PYMNTS-MonitorEdge-May-2024

Bitcoin Winning Middle Market Appeal for Cross Border Payments

There are a lot of potential points of friction or failure in cross-border payments between businesses, ranging from slow finality and high costs to counterparty risk.

Those are all problems that using bitcoin, stablecoins and other digital assets can help you bypass, said Stephen Pair, CEO of crypto payments technology firm BitPay.

When the Bitcoin blockchain first launched in 2009, it was “the first time a technology that enabled value to be transferred from person to person without a third-party intermediary, and just as importantly, without a counterparty,” he told PYMNTS’ Karen Webster. “As soon as that transaction is confirmed on the network, it’s final and irreversible. So, for an international transaction, it makes perfect sense because you’re not dealing with the cost and inefficiencies and slowness of the international correspondent banking system.”

Besides which, he added, “there’s a lot of risk in that system.”

Taking a check for goods or services sold to a business on another continent — and sometimes in a country with a weak financial system — means trusting not just the customer, but also their bank. To say nothing of accepting the costs and delays associated with the international correspondent banking system, he added.

“In contrast, you could propose they pay you in bitcoin — in which case it goes from their [digital] wallet to yours,” Pair said. “It’s done, it’s final and that’s the end of it. You now have an asset that has a market value.”

Solving volatility

Of course, that asset’s market value can be very volatile — but bitcoin can be traded for dollars, euros and most other fiat currencies in a matter of minutes anywhere you’ve got internet access, he noted. That volatility can also be price-hedged if for some reason you can’t sell it instantly — for example, if the crypto payment is locked in a smart contract that only pays when certain conditions are met, like the goods arriving safely.

And if you use a service like BitPay, it will collect the crypto but pay in fiat, if desired — and it generally is, Pair said. “We take that volatility risk away from the merchant.”

Another solution is using a dollar- or euro-pegged stablecoin, he said, adding that they are becoming far more popular among his customers — not quite up to the level of Bitcoin, but getting close.

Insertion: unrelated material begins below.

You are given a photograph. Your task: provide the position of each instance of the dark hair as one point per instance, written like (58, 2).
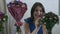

Using a stablecoin like USDC does “eliminate some of the complexity around managing the volatility of something like bitcoin, it has that benefit,” Pair said. There is still a learning curve about digital wallets — although it’s not too steep, and generally involves partnering with a company that can make those payments happen.

Stuck in the middle

A sweet spot for cross-border crypto payments is the middle-market business segment that finds moving money internationally more difficult and costly than large firms with more resources, Pair noted.

“The mid-size, mid-market companies don’t have the global footprint to be able to manage inter-subsidiary transfers” as well, he said, adding, “however, we do have Fortune 100 companies utilizing our platform to do cross-border transfers between their subsidiaries.”

And while they do benefit from in-house crypto payments — which don’t have the counterparty risk but can still cost time and money — Pair said that he believes it is the smaller and mid-sized companies that can benefit the most.

“We’ve had customers of ours that tell us that their only other option takes about three months for the transaction to be finalized,” he said. “It’s not hard to compete with that.”

Risks and rewards

But it is still that lack of counterparty risk “that makes bitcoin a transformational technology,” Pair said. “Other means of transferring value electronically all have lots of counterparty risks … even when you do a credit card transaction, there is an enormous amount of counterparty risk in that transaction.”

With crypto, he added, “it doesn’t matter where that company’s located, what kind of banking access they have, what kind of financial condition either the bank or that company is in. They’ve sent you the bitcoin, and you can go to market and turn it into whatever you want.”

The flip side of that is that neither party has the resources of that admittedly inefficient banking system when something goes wrong — for example, only receiving 23 widgets when you ordered and paid for 30.

That’s a different type of risk with different solutions such as underwriters, Pair said.

What crypto does need, he said, is for the U.S. to lay the regulatory ground rules for cryptocurrencies, which will include clarifying the know-your-customer (KYC) reporting requirements.

Then there is the push to make the growing network of real-time payments networks up and running in many scores of countries — as well as The Clearing House’s RTP Network and shortly forthcoming FedNow in the U.S. — interoperable. “How do you argue against that as a better alternative?” Webster asked.

“You’re dealing with lots of different networks, you still have not eliminated counterparty risk,” Pair replied. “These are lots of heterogeneous systems that are trying to be interconnected. There’s still a lot of cost and a lot of risk and a lot of counterparty involvement in those systems. But bitcoin actually works right now.”